Subtropical potential vorticity (PV) streamers are elongated filaments of high PV air that can serve as conduits for tropical-extratropical air mass exchange. These PV streamers often originate from anticyclonic Rossby wave breaking (AWB), where upstream low PV air is advected poleward over downstream high PV air in the upper troposphere. This flow evolution results in an elongated, positively tilted PV streamer that also represents a distinct upper-tropospheric trough that modifies the nearby environment. Frequent occurrence of PV streamer formation in conjunction with AWB contributes to the climatologically observed mid-ocean trough (MOT) in the subtropical North Atlantic (NATL) basin, where MOTs govern climatological corridors of environmental high vertical wind shear (VWS), low upper-tropospheric thickness, suppressed extratropical moisture upstream, and enhanced tropical moisture downstream. These environmental flow modifications ultimately impact the frequency of trough-induced extreme precipitation over the Greater Antilles as well as the frequency of tropical cyclogenesis in the NATL basin. An important question this study will address is how these environmental flow reconfigurations are impacted by different intensity subtropical PV streamers, where stronger PV streamers are hypothesized to have greater VWS, more anomalous moisture corridors, and be associated with more robust upstream ridge growth than weaker PV streamers. 

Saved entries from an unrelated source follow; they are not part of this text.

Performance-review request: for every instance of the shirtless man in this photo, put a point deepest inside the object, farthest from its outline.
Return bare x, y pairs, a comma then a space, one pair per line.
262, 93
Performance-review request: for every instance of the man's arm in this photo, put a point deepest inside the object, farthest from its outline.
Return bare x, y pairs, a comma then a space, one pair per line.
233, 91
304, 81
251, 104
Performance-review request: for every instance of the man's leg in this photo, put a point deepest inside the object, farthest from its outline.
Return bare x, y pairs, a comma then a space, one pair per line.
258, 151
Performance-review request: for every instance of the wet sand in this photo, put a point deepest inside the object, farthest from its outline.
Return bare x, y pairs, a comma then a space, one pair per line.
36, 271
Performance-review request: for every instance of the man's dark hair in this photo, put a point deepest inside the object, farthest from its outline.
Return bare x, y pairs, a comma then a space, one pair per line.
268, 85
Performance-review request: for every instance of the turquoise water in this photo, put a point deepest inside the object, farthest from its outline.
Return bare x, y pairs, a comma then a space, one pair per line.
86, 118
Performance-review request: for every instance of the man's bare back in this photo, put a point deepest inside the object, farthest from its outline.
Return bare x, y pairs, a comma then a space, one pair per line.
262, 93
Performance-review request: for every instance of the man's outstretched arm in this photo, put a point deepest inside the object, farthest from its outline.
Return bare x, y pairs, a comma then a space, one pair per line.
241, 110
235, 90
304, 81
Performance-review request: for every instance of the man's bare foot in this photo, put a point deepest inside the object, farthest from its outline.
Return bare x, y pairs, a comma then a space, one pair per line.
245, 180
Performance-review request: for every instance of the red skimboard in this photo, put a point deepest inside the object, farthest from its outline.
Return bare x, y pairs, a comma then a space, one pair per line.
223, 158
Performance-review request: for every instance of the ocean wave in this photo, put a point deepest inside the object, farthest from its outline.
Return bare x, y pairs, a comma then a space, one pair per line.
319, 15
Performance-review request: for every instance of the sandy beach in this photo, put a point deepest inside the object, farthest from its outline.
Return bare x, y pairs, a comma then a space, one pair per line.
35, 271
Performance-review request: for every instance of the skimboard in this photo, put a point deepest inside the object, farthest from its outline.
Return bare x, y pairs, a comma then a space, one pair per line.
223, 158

PV streamers are identified from combining prior methodologies in order to link meridional gradient reversals in 350 K PV (defining AWB) to elongated filaments of high PV (defining a PV streamer) using Climate Forecast System Reanalysis data. PV streamer intensity is calculated as a standardized PV anomaly relative to climatology, and the top and bottom 20% of the cumulative intensity distribution of PV streamers will be categorized as the strongest and weakest PV streamers. Composites of these PV streamer categories will be constructed to evaluate how VWS, thickness, and moisture are altered by differences in PV streamer intensity. Finally, these PV streamer categories will be time-lagged before their development to illustrate differences in upstream ridging between the strong and weak PV streamer categories.